Yom ha zikaron, la Giornata del ricordo, precede di un giorno la festa nazionale che celebra la nascita d'Israele. Non e' un caso: la scelta di associare cronologicamente un giorno di festa con uno percorso da intensi brividi di tristezza e' profondamente ebraica. Gioia e dolore, amarezza e speranza non sono dissociabili nell'anima e nella storia del popolo ebaico.
La giornata dedicata al ricordo di tutti i soldati caduti nelle guerre d' Israele e' anche molto diversa da quella dedicata ai sei milioni di vittime della Shoah, che la precede di una settimana. Quella giornata e' di lutto profondo, senza spiegazioni e senza alernative;questa invece e' una giornata che sfocia nella speranza di un domani di pace.Entrambe scorrono lente, nel silenzio rotto dall'ululato delle sirene che fermano la vita: ognuno si congela sull'attenti, le macchine e gli autobus si fermano e la gente scende, le riunioni vengono interrotte.Il silenzio e' rotto da canzoni tristi, la malinconia che coglie tutti crea un profondo legame con i genitori che hanno perso i figli al fronte e suscita un sentimento di gratitudine per il loro sacrificio.

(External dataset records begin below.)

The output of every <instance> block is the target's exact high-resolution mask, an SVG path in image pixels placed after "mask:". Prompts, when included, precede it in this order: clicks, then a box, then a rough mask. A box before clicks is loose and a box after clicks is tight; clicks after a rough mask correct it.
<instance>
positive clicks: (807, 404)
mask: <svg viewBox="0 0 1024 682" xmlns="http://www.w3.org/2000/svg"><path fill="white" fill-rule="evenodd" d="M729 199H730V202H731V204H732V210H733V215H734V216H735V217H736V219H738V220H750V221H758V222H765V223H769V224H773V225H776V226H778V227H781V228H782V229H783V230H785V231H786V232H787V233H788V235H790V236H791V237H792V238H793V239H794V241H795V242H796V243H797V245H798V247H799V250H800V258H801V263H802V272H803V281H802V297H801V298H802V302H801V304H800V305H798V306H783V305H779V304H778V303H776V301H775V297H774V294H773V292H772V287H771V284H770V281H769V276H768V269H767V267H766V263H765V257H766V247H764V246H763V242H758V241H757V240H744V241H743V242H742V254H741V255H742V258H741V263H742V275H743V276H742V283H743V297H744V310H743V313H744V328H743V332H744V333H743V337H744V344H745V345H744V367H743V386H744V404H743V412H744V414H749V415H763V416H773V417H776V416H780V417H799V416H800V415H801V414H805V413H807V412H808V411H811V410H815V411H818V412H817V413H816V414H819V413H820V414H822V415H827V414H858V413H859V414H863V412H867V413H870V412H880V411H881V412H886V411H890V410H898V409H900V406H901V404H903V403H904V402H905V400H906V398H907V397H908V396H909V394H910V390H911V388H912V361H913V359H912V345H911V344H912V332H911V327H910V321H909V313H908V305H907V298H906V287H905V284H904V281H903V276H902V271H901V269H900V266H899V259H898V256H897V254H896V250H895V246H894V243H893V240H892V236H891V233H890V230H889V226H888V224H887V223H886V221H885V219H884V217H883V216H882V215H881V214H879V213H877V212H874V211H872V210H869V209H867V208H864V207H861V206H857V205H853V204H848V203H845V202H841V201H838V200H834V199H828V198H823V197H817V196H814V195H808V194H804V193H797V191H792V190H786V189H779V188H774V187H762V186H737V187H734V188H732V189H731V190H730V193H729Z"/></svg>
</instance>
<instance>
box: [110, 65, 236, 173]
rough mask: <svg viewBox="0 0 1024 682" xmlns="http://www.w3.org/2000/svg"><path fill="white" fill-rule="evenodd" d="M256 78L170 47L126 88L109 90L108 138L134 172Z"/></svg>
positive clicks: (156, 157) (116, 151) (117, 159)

Ho vissuto questa giornata con l' emozione di chi sa cosa significhi e come si svolge ma viene cio' malgrado colto di sorpresa dall'intensita' di questi sentimenti .La mia vena polemica ha trovato subito il modo di manifestarsi, al pensiero - un pensiero che in un contesto talmente coinvolgente ha la forza di un pugno nello stomaco - di quanti accusano Israele di essere uno stato bellicoso ed aggressivo.Se fossero qui, pensavo, non potrebbero evitare di rendersi conto di quano siano in errore! Uno stato in cui ogni singolo cittadino ricorda con affetto e profonda tristezza i morti in guerra e' uno stato che appartiene ai propri cittadini come nessun altro. Uno stato che ricordando i propri soldati morti non fa risuonare marce militari, spari a salve, fracasso di urla rabbiose, ma anzi si chiude nel silenzio non puo' amare la guerra. Uno stato che nel momento del lutto collettivo ha parole di speranza e di pace anziche' di vendetta non puo' nutrire malsane ambizioni di potere, non puo voler dominare altri.
Questo ho pensato mentre ascoltavo scolarette che recitavano le lettere scritte dai figli ai genitori prima di morire, che mimavano le telefonate dei genitori ai figli che restavano senza risposta, o che leggevano uno ad uno i nomi dei militari caduti che avevano frequentato la loro scuola.
Ma coloro che veramente avrebbero dovuto condividere con gli israeliani questa giornata, coloro che li insultano senza conoscerli e capirli, non c'erano. Erano in piazza a godersi, con legittima gioia, il Primo Maggio.